Learnable Privacy Neurons Localization in Language Models
Ruizhe Chen, Tianxiang Hu, Yang Feng, Zuozhu Liu
TL;DR
This work tackles the challenge of PII memorization in large language models by introducing Learnable Privacy Neurons Localization, a method that identifies a small subset of neurons responsible for PII leakage. It uses differentiable binary masks based on a HardConcrete distribution and an adversarial training regime to suppress PII predictions while maintaining non-sensitive language modeling, aided by an $L_0$-style sparsity penalty. The study finds that PII memorization is localized across many layers but concentrates in the MLP components, with category-specific privacy neurons; deactivating these neurons effectively mitigates leakage with minimal degradation to general performance.
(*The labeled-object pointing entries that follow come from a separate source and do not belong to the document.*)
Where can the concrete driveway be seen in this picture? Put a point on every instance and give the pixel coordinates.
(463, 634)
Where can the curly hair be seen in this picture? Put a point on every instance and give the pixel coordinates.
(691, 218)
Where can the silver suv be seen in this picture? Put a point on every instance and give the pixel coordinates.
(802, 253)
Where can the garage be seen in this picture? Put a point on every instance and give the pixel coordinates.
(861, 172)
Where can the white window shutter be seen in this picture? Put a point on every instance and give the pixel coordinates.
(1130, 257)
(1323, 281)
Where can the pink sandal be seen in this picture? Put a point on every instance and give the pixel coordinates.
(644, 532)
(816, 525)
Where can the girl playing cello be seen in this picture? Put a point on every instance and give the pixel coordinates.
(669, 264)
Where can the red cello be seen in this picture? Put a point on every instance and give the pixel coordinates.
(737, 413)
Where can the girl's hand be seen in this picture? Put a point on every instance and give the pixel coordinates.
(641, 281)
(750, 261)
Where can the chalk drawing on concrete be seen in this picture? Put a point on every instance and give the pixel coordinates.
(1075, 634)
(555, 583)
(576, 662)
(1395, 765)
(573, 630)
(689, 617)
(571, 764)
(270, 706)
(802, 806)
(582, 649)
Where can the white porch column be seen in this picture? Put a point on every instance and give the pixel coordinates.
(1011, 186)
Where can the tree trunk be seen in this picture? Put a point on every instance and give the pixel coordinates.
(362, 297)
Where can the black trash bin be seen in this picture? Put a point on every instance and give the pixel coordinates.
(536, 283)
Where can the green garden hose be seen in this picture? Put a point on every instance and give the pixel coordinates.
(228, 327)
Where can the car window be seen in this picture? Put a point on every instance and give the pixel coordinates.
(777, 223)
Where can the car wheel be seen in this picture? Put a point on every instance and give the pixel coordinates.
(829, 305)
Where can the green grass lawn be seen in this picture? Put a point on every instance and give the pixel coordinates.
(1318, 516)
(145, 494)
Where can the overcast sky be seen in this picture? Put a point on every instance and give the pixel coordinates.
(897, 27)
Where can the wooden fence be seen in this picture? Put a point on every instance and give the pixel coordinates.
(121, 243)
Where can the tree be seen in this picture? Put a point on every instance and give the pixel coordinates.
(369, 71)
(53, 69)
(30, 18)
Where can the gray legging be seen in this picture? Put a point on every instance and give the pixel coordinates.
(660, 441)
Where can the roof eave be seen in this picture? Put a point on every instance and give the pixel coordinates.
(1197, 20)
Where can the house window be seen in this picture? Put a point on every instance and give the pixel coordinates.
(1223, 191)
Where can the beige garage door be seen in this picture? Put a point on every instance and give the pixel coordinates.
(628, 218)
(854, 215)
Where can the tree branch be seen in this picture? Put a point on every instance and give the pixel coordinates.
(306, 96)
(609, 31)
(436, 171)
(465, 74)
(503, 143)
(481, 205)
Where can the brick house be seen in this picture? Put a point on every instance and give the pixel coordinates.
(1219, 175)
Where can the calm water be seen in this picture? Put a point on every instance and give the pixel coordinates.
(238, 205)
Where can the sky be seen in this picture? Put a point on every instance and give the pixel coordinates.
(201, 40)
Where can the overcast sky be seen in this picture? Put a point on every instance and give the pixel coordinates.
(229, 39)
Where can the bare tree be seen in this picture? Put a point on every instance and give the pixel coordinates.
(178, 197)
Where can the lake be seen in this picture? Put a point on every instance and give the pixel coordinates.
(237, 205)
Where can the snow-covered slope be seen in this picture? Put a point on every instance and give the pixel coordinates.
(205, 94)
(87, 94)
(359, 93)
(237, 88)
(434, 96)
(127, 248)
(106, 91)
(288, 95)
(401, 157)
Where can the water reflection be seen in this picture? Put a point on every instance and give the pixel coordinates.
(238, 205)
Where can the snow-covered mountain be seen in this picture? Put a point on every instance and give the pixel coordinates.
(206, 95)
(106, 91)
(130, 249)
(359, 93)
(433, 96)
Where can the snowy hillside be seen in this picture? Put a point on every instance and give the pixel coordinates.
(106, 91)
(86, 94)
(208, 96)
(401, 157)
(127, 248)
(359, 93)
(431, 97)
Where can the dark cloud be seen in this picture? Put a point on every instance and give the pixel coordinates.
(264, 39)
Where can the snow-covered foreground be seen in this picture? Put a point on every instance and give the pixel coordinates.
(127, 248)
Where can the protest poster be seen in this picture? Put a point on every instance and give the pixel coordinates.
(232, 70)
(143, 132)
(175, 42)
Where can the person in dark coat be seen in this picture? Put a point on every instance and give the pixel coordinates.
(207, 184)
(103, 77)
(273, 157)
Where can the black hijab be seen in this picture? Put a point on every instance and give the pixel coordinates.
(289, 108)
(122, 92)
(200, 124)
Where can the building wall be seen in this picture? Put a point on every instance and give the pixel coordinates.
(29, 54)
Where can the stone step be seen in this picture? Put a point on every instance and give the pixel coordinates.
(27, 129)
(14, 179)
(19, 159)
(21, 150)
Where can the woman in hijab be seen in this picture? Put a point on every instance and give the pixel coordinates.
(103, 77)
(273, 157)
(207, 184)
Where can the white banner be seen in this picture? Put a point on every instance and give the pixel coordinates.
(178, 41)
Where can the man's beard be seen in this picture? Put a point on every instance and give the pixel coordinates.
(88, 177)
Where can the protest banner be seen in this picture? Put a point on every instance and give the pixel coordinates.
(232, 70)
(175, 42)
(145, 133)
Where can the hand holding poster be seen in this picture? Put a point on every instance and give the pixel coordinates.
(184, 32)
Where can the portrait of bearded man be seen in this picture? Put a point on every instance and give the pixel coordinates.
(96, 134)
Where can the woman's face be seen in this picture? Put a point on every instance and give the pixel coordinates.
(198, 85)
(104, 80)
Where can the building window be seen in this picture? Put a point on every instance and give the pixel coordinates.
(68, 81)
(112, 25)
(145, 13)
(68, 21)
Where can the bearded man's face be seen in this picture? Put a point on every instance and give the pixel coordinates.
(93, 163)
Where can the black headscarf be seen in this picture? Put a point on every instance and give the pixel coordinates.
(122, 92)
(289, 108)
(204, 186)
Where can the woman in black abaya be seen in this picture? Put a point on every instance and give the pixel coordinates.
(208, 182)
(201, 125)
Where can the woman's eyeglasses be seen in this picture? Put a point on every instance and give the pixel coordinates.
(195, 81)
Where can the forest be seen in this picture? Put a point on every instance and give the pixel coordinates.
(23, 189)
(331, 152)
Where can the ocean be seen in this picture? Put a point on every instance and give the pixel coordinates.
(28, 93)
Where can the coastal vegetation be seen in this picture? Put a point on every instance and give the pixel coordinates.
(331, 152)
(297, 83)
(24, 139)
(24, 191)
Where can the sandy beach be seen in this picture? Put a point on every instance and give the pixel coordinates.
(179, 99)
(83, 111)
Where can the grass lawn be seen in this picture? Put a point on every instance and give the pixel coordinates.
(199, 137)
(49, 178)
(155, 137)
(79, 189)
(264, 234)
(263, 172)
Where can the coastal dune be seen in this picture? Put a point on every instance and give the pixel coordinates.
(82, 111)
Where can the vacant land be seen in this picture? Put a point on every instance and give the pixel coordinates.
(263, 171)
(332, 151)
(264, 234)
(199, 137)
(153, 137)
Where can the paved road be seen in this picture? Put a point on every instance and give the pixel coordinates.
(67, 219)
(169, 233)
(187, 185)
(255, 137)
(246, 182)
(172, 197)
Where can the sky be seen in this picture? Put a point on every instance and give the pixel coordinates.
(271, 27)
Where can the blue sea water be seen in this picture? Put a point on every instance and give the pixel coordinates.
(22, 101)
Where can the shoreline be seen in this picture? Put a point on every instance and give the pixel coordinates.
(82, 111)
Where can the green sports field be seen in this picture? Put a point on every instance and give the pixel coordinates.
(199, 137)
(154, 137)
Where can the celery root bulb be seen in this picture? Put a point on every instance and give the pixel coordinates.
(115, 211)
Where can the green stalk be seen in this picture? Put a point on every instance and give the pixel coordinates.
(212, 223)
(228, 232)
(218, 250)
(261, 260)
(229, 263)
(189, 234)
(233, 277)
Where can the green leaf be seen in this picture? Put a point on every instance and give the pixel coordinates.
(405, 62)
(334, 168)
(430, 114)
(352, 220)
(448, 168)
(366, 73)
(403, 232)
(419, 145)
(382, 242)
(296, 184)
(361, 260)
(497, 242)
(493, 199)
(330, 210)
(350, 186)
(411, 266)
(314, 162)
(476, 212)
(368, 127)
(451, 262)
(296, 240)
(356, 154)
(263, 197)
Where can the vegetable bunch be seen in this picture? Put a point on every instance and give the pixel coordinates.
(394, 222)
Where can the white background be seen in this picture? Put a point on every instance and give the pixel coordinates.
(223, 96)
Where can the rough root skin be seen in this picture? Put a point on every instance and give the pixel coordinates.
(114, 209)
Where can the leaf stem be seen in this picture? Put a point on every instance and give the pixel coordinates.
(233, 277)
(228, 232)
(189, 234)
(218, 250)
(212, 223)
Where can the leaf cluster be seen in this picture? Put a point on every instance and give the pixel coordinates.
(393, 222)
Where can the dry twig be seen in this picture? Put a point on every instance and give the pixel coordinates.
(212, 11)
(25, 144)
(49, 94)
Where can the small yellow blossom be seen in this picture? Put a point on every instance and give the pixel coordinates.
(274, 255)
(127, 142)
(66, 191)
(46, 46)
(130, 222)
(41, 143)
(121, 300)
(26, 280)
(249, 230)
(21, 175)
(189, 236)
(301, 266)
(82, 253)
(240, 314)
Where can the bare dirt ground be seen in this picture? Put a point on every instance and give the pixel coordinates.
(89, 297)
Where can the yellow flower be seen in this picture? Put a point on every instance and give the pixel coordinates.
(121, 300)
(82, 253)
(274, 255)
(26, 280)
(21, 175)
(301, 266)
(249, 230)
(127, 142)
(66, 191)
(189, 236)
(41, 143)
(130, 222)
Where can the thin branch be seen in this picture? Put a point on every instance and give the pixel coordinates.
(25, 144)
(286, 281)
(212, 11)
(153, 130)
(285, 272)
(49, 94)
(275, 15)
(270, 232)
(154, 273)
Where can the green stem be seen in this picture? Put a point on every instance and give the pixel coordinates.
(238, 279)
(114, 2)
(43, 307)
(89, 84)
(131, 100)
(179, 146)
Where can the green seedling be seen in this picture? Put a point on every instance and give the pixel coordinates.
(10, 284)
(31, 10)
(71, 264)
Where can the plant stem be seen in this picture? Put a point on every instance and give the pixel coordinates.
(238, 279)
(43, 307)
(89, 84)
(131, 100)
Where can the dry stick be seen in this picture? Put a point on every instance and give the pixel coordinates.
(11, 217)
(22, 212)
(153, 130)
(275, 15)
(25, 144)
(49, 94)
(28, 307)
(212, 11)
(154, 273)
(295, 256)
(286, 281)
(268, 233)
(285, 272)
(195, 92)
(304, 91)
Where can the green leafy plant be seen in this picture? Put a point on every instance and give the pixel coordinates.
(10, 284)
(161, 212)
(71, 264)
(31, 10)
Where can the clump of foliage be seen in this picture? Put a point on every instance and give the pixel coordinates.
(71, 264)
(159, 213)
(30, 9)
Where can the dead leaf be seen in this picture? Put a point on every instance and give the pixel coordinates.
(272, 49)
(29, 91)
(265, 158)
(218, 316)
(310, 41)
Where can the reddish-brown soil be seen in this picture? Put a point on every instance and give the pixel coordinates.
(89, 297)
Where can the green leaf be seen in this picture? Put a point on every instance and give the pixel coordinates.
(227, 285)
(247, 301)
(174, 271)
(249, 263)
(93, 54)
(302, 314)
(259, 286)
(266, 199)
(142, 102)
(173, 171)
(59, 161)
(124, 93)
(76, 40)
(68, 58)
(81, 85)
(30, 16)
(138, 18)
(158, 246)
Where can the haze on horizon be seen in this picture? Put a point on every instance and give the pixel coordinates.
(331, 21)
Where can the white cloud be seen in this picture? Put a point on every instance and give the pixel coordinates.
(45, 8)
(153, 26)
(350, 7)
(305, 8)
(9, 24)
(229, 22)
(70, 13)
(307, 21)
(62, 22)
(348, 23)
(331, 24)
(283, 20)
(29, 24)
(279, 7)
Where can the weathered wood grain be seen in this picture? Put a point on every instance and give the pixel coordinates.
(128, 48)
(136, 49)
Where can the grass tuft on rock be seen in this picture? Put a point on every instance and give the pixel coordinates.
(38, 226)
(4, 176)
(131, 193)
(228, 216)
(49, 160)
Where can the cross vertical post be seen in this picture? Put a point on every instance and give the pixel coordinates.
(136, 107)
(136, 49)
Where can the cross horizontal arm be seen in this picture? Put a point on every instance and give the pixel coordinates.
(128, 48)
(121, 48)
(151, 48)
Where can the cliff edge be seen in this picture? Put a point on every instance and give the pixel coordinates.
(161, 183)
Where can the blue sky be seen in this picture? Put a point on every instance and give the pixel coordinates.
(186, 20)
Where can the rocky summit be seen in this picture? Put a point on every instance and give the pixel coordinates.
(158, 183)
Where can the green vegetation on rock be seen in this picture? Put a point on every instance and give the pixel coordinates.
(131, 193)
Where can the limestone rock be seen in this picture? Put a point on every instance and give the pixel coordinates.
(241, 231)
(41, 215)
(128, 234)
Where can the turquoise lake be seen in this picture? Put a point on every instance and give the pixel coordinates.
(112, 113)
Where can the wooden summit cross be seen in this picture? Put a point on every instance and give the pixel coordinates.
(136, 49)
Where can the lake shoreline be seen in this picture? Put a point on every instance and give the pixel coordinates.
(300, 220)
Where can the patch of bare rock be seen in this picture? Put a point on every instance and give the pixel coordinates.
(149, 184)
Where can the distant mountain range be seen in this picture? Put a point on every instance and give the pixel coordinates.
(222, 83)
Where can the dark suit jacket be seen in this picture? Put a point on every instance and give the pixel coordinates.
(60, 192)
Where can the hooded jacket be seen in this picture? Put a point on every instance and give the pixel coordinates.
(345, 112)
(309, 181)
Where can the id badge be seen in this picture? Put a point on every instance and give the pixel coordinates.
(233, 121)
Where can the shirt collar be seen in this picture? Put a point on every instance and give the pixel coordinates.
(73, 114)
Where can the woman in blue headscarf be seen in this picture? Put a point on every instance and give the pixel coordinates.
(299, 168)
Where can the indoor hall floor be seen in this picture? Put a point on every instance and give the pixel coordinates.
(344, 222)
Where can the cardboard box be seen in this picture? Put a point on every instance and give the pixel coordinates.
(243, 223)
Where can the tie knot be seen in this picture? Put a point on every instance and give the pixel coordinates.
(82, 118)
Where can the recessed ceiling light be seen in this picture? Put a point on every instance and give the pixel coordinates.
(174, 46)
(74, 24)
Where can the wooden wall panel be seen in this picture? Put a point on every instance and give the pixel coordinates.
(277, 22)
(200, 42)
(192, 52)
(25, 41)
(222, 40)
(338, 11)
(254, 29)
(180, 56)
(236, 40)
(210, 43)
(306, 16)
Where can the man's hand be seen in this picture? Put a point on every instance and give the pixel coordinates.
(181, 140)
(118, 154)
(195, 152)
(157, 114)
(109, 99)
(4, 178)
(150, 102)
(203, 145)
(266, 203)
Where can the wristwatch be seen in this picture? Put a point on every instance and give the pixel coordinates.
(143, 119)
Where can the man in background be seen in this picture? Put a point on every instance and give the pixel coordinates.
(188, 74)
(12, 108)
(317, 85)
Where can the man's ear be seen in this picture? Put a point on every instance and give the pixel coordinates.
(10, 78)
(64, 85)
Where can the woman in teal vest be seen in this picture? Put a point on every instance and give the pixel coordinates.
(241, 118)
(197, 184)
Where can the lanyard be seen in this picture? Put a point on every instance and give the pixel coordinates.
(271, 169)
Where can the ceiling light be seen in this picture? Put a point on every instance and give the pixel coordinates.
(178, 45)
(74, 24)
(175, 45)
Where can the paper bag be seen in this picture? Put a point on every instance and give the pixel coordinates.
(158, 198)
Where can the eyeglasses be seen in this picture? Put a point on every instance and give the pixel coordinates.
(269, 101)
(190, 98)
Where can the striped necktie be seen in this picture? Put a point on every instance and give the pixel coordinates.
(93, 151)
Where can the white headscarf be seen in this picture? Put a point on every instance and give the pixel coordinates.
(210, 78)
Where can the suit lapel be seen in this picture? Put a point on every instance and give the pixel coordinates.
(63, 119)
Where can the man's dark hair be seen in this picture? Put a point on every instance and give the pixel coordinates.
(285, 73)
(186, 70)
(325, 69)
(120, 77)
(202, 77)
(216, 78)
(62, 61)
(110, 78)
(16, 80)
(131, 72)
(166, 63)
Practically, this approach offers a targeted, post-hoc privacy safeguard that could complement data sanitization and differential privacy, enabling more scalable privacy protections for LLM deployments.
Abstract
Concerns regarding Large Language Models (LLMs) to memorize and disclose private information, particularly Personally Identifiable Information (PII), become prominent within the community. Many efforts have been made to mitigate the privacy risks. However, the mechanism through which LLMs memorize PII remains poorly understood. To bridge this gap, we introduce a pioneering method for pinpointing PII-sensitive neurons (privacy neurons) within LLMs. Our method employs learnable binary weight masks to localize specific neurons that account for the memorization of PII in LLMs through adversarial training. Our investigations discover that PII is memorized by a small subset of neurons across all layers, which shows the property of PII specificity. Furthermore, we propose to validate the potential in PII risk mitigation by deactivating the localized privacy neurons. Both quantitative and qualitative experiments demonstrate the effectiveness of our neuron localization algorithm.